The shapes of the NSs obtained by the two synthetic methods were very different. Figure 1 shows electron microscopy images of SnSe NSs synthesized by hot injection and one-pot methods. As shown in Fig. 1a, the hot injection method produced irregularly shaped NSs with one side on the order of micrometers. A curved pattern was observed on the surface of the NSs, suggesting that the NSs themselves were folded or intertwined. On the other hand, the one-pot method produced tiny square or triangular NSs with relatively uniform size, as shown in Fig. 1b. The maximum side length was about 500 nm, but there were many NSs much smaller than that. Although some of the NSs appeared to be in close contact with each other, almost all of them seemed to be separate and independent.
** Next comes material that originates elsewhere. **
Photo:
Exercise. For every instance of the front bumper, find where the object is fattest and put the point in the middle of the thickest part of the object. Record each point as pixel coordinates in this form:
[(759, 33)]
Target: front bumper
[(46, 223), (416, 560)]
We investigated the fabrication of light absorption layers using SnSe NSs synthesized by hot injection method. Figure 2a and b are in-plane and cross-sectional SEM images of a film formed by dropping and drying NSs dispersed in toluene. NSs did not form flat films. Considering that each sheet was several microns in size, the folded structure seen here is thought to be due to deformation of the sheet itself. It seems that SnSe NSs of various sizes not only cause unevenness themselves, but also tend to become entangled with each other. Due to agglomeration, Due to aggregation, these SnSe NSs covered only part of the substrate in one drop drying, and in order to cover the entire substrate, it was necessary to repeat the drop drying until the film thickness increased to 10 μm or more. The difference in unevenness in the thickness direction was at most 10 μm when the average film thickness was approximately 14.8 μm. Since the film has such large irregularities, even if a conductive polymer film is applied on it, the metal electrode formed thereon will be cut by the cliffs and carrier flow will be obstructed.
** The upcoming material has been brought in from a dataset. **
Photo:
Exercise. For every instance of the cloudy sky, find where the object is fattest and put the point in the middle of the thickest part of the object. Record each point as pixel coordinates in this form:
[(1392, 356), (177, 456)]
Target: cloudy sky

Figure 2c and d show examples of films formed by mixing with conductive polymers. Figure 2c shows the case when 0.675 µL SnSe NSs and 150 µL PEDOT: PSS were mixed, and Fig. 2d shows the case when 0.675 µL SnSe NSs, 0.75 mg PPV, and 150 µL toluene were mixed. As in these cases, SnSe NSs aggregated even in mixed films, and a homogeneous film could not be obtained. The flat areas were probably films made only of conductive polymer. The large SnSe NSs aggregates protruded approximately 20 μm from the flat area. We thought that the high viscosity of the conductive polymers was the reason why SnSe NSs were not sufficiently dispersed by stirring, so we added toluene and acetone to these conductive polymers at various ratios other than those shown here to form a film. However, similar aggregation occurred and the unevenness of the film was not improved. It was concluded that SnSe NSs synthesized by the hot injection method is not suitable for use as a light absorption layer because it is difficult to form thin and uniform films due to large and irregular size.

We investigated the fabrication of light absorption layers using SnSe NSs synthesized by one-pot method. Figure 3a is an in-plane SEM image of a film formed by dropping and drying SnSe NSs dispersed in toluene. Compared to the SnSe NSs films produced by the hot injection method, the SnSe NSs films produced by the one-pot method had an very smooth surface, with a maximum height difference of about 1 μm. The size uniformity of SnSe NSs synthesized by the one-pot method may be responsible for producing relatively homogeneous films. In fact, unlike the SnSe NSs synthesized by the hot injection method, the thickness of the SnSe NSs synthesized by the one-pot method that completely covered the substrate surface was approximately 1.5 μm.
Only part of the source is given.